Petroleum springs occur among the Tertiary formations of the Panjáb and Biluchistán, and a few thousand gallons of oil are raised annually. Prospecting operations have been carried on vigorously during the past two or three years, but no large supplies have so far been proved. The principal oil-supplies of Burma and Assam have been obtained from rocks of Miocene age, like those of Persia and the Caspian region, but the most promising "shows" in North West India have been in the older Nummulitic formations, and the oil is thus regarded by some experts as the residue of the material which has migrated from the Miocene beds that probably at one time covered the Nummulitic formations, but have since been removed by the erosive action of the atmosphere.
Alum is manufactured from the pyritous shales of the Mianwálí district, the annual output being generally about 200 to 300 tons. Similar shales containing pyrites are known to occur in other parts of this area, and possibly the industry might be considerably extended, as the annual requirements of India, judged by the import returns, exceed ten times the native production of alum.
Borax is produced in Ladákh and larger quantities are imported across the frontier from Tibet. In the early summer one frequently meets herds of sheep being driven southwards across the Himalayan passes, each sheep carrying a couple of small saddle-bags laden with borax or salt, which is bartered in the Panjáb bazars for Indian and foreign stores for the winter requirements of the snow-blocked valleys beyond the frontier.
Sapphires.—The sapphires of Zánskar have been worked at intervals since the discovery of the deposit in 1881, and some of the finest stones in the gem market have been obtained from this locality, where work is, however, difficult on account of the great altitude and the difficulty of access from the plains.

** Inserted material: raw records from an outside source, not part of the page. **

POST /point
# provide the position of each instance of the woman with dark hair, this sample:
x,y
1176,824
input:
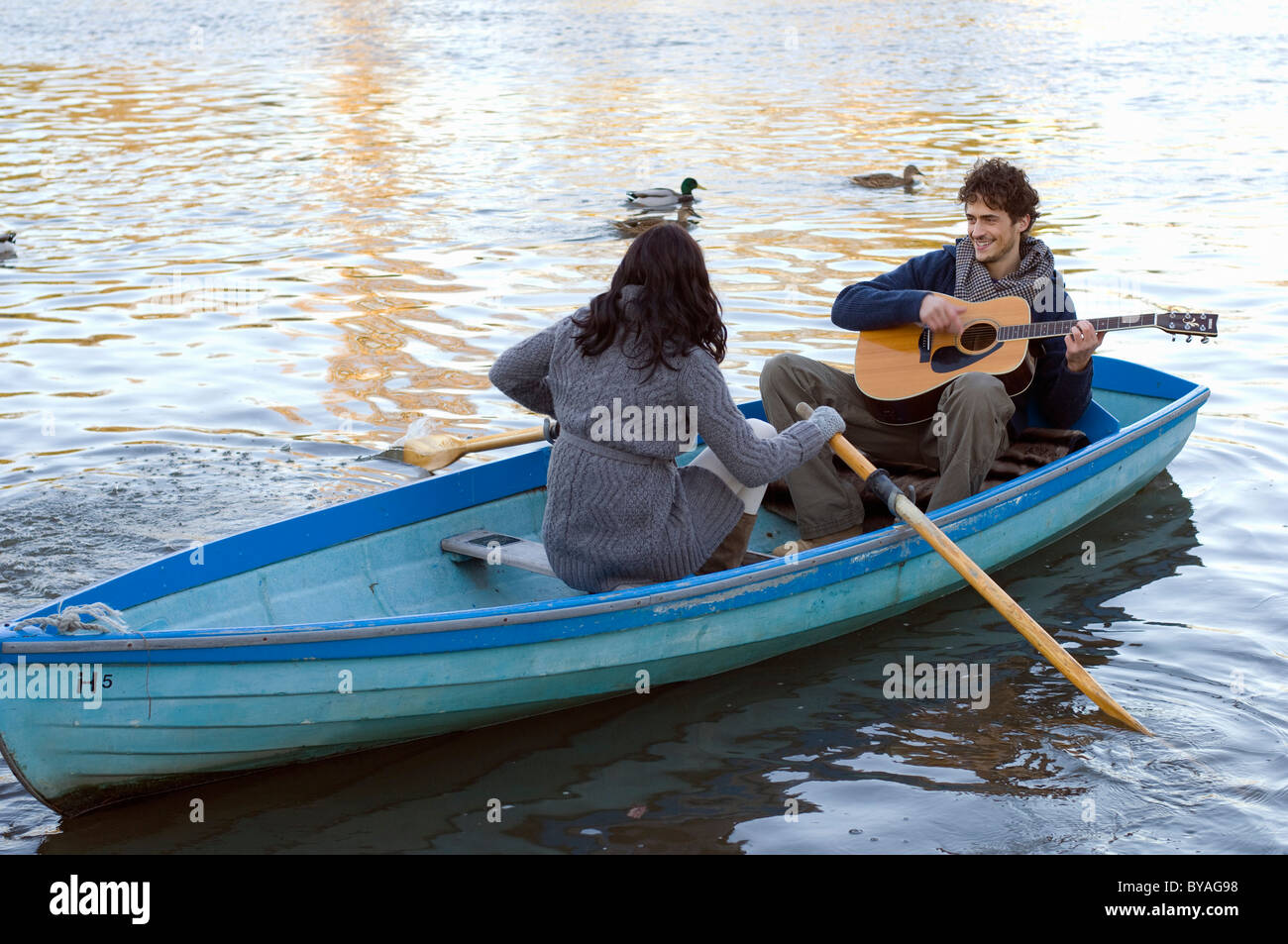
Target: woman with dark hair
x,y
632,378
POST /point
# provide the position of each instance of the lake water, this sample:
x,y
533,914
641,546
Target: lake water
x,y
256,244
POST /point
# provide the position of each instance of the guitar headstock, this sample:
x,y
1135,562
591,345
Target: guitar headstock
x,y
1196,323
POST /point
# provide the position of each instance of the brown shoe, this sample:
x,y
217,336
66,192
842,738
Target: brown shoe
x,y
807,544
733,548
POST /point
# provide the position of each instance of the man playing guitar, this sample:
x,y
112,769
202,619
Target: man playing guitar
x,y
970,429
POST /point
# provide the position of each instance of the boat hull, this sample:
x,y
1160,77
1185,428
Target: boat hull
x,y
194,703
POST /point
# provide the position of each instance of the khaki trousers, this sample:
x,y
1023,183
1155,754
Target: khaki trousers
x,y
960,443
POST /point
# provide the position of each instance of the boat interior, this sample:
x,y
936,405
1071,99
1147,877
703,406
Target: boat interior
x,y
406,571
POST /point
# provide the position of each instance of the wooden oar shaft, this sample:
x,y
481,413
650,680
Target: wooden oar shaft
x,y
988,588
497,441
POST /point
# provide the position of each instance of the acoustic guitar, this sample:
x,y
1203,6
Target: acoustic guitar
x,y
902,371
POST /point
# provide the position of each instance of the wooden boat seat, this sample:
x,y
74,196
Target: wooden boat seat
x,y
1031,450
509,550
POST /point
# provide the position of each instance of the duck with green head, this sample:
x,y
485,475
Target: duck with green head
x,y
661,196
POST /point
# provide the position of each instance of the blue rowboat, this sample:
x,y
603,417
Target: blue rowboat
x,y
352,627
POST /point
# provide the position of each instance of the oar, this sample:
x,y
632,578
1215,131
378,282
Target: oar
x,y
438,450
902,506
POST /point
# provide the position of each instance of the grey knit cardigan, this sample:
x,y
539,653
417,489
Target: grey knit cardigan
x,y
618,509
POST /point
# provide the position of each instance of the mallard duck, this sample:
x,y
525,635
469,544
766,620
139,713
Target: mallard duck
x,y
634,226
661,196
879,180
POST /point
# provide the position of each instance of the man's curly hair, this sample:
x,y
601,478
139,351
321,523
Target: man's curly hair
x,y
1003,187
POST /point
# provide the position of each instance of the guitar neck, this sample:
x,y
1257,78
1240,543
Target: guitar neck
x,y
1055,329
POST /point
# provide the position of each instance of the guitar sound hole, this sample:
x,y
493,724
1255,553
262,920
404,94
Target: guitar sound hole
x,y
978,336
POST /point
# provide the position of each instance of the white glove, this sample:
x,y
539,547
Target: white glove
x,y
827,420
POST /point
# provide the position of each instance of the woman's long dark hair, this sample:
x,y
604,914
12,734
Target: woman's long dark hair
x,y
673,310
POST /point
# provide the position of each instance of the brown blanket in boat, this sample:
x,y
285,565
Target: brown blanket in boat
x,y
1034,449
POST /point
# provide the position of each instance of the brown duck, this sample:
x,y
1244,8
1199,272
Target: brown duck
x,y
880,180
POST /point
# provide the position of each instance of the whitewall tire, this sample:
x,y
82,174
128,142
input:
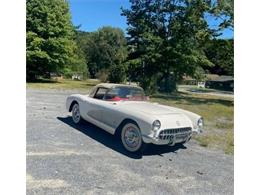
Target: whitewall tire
x,y
131,138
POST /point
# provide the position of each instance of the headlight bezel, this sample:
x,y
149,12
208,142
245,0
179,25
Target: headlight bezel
x,y
156,125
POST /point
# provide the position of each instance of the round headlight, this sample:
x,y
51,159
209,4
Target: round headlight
x,y
156,125
200,122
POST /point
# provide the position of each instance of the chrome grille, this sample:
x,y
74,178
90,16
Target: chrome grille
x,y
170,133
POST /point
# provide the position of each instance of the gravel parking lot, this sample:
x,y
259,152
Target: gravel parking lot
x,y
66,159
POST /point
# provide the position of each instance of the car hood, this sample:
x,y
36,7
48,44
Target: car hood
x,y
169,117
148,108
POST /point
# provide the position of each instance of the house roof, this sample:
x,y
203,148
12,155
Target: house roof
x,y
112,85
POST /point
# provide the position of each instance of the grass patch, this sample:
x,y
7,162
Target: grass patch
x,y
218,114
63,84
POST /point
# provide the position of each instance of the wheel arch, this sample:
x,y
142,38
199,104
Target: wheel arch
x,y
124,122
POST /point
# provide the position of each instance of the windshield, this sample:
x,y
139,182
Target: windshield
x,y
125,93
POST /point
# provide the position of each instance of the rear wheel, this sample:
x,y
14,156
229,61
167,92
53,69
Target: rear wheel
x,y
76,114
131,138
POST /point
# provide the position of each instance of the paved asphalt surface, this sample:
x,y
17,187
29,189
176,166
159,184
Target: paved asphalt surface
x,y
66,159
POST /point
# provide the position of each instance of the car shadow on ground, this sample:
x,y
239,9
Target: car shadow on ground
x,y
114,143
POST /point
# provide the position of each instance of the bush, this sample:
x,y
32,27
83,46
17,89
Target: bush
x,y
102,75
117,74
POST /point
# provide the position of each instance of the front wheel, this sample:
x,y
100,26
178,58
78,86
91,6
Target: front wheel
x,y
131,138
76,114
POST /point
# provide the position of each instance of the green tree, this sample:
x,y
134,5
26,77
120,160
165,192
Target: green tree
x,y
221,53
50,45
105,51
167,40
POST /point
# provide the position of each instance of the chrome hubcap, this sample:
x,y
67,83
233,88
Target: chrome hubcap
x,y
76,113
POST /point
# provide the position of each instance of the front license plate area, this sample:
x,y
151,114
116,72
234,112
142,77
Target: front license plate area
x,y
181,137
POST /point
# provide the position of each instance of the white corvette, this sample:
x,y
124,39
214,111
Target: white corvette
x,y
125,110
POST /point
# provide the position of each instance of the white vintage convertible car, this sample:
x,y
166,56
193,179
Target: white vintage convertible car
x,y
125,110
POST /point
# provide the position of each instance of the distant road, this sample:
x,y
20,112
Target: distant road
x,y
194,89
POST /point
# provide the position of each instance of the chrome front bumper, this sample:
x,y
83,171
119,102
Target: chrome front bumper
x,y
170,136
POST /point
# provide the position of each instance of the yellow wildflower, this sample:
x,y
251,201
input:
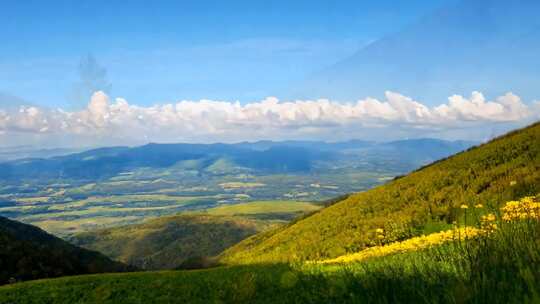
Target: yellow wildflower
x,y
526,208
412,244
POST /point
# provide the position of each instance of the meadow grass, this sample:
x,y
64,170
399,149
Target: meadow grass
x,y
499,267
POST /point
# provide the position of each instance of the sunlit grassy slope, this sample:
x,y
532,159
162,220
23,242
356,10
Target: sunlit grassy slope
x,y
175,241
427,199
496,267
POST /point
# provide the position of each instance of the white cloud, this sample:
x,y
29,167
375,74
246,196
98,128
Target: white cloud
x,y
209,120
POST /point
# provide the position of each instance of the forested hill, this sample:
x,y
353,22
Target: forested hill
x,y
27,252
506,168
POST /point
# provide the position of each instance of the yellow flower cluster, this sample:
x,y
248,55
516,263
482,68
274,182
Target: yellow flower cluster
x,y
412,244
526,208
487,222
380,233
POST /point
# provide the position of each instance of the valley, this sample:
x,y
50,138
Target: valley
x,y
111,187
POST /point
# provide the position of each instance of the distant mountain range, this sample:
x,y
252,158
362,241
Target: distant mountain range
x,y
504,169
264,156
490,46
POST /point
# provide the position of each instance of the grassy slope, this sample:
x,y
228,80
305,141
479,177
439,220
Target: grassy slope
x,y
423,200
168,242
459,272
27,252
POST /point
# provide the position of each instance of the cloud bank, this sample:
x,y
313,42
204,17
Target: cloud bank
x,y
107,121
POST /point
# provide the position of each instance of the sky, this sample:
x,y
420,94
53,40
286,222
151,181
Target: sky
x,y
173,50
131,72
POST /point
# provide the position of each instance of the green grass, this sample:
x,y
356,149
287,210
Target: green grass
x,y
500,269
503,169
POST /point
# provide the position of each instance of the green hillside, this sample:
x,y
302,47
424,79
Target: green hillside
x,y
461,269
424,201
27,252
189,240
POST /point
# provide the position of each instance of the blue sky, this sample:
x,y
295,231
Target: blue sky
x,y
228,71
166,51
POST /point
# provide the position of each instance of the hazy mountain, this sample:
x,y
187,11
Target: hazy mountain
x,y
258,157
507,168
490,46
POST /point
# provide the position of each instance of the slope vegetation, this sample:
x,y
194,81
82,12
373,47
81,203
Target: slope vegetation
x,y
424,201
189,240
27,252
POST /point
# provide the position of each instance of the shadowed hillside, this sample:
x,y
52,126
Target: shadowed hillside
x,y
189,240
27,252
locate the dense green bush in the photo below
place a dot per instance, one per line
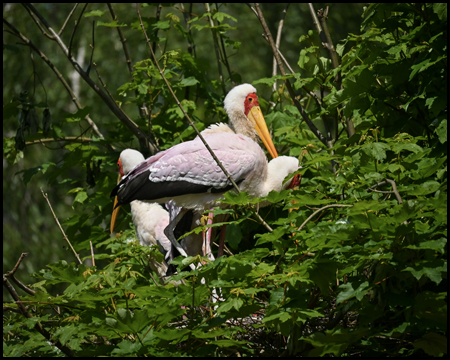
(357, 268)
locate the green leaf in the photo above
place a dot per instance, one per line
(431, 269)
(94, 13)
(270, 81)
(376, 150)
(437, 245)
(441, 131)
(441, 10)
(233, 236)
(190, 81)
(79, 115)
(433, 344)
(356, 289)
(110, 24)
(219, 16)
(425, 188)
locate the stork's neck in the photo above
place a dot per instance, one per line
(241, 125)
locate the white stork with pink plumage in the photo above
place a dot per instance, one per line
(188, 174)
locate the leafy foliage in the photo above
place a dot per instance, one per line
(356, 262)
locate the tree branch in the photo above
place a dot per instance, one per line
(216, 48)
(74, 30)
(143, 110)
(327, 43)
(59, 225)
(118, 112)
(189, 119)
(67, 19)
(277, 44)
(317, 211)
(58, 75)
(305, 116)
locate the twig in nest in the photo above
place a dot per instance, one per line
(59, 225)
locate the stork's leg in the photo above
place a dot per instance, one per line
(169, 233)
(206, 248)
(223, 232)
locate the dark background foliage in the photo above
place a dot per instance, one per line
(364, 276)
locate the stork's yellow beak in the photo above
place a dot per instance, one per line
(115, 210)
(256, 117)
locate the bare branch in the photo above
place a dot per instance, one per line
(12, 272)
(36, 20)
(144, 112)
(59, 225)
(310, 93)
(277, 44)
(394, 189)
(181, 107)
(74, 31)
(158, 14)
(189, 119)
(144, 141)
(67, 19)
(317, 211)
(216, 47)
(327, 43)
(253, 9)
(224, 55)
(70, 138)
(92, 253)
(88, 70)
(288, 84)
(57, 73)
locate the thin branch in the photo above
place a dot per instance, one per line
(394, 189)
(92, 253)
(181, 107)
(216, 47)
(305, 116)
(12, 272)
(191, 122)
(310, 93)
(74, 30)
(71, 138)
(144, 141)
(57, 73)
(327, 43)
(253, 9)
(67, 19)
(36, 20)
(277, 44)
(317, 211)
(144, 112)
(59, 225)
(224, 55)
(158, 14)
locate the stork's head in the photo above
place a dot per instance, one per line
(128, 159)
(242, 107)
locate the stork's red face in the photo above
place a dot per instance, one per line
(250, 101)
(254, 114)
(116, 210)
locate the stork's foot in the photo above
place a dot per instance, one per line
(169, 231)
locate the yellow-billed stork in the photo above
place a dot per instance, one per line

Limestone.—Large deposits of Nummulitic limestone are found in the older Tertiary formations of North-West India. It yields a pure lime and is used in large quantities for building purposes. The constant association of these limestones with shale beds, and their frequent association with coal, naturally suggest their employment for the manufacture of cement; and special concessions have recently been given by the Panjáb Government with a view of encouraging the development of the industry. The nodular impure limestone, known generally by the name of kankar, contains sufficient clay to give it hydraulic characters when burnt, and much cement is thus manufactured. The varying composition of kankar naturally results in a product of irregular character, and consequently cement so made can replace Portland cement only for certain purposes.
Slate is quarried in various places for purely local use. In the Kángra valley material of very high quality is obtained and consequently secures a wide distribution, limited, however, by competition with cheaply made tiles.
Gypsum occurs in large quantities in association with the rock-salt of the Salt Range, but the local demand is small. There are also beds of potash and magnesian salts in the same area, but their value and quantity have not been thoroughly proved.